Pembatasan teh, kopi dan tembakau, karena tidak langsung berkaitan
dengan kebutuhan perang. Monopoli tebu dan gula, pemaksaan menanam
pohon jarak dan kapas pada lahan pertanian dan perkebunan merusak
tanah.
 Menerapkan sistem ekonomi perang dan sistem autarki (memenuhi
kebutuhan daerah sendiri dan menunjang kegiatan perang). Konsekuensinya
tugas rakyat beserta semua kekayaan dikorbankan untuk kepentingan
perang. Hal ini jelas amat menyengsarakan rakyat baik fisik maupun
material.
Budaya :
 Pelarangan terhadap buku-buku berbahasa Belanda dan Inggris yang
menyebabkan pendidikan yang lebih tinggi terasa mustahil.
 Banyak guru-guru yang dipekerjakan sebagai pejabat-pejabat pada
masa itu yang menyebabkan kemunduran standar pendidikan secara tajam.
 Adanya pemaksaan yang dilakukan oleh pemerintah Jepang agar
masyarakat Indonesia terbiasa melakukan penghormatan kepada Tenno
( Kaisar) yang dipercayai sebagai keturunan dewa matahari ( Omiterasi
Omikami). Sistem penghormatan kepada kaisar dengan cara
membungkukkan badan menghadap Tenno, disebut dengan Seikeirei.
Penghormatan Seikerei ini, biasanya diikuti dengan menyanyikan lagu
kebangsaan Jepang ( kimigayo).
Militer :
 Pelanggaran HAM. Karena militer Jepang akan menghukum dengan
Keras orang-orang yang menentang Jepang.
Sosial :
 Pada masa Jepang banyak rakyat Indonesia yang dipaksa menjalani
romusha. Mereka dipaksa bekerja keras tanpa diberi upah dan makanan.
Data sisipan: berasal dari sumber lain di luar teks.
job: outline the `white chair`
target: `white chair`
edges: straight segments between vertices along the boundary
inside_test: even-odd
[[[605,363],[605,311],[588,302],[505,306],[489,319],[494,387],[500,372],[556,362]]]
Pengerahan tenaga kerja secara paksa dengan kondisi yang sangat
menyedihkan untuk membangun infrastruktur perang Jepang.
 Terjadinya perbudakan wanita (yugun ianfu). Banyak wanita muda
Indonesia yang digunakan sebagai wanita penghibur bagi militer Jepang.
 Pembatasan pers sehingga tidak ada pers yang independen, semuanya
dibawah pengawasan Jepang.
 Terjadinya kekacauan situasi dan kondisi yang parah seperti
perampokan, pemerkosaan dan lain-lain.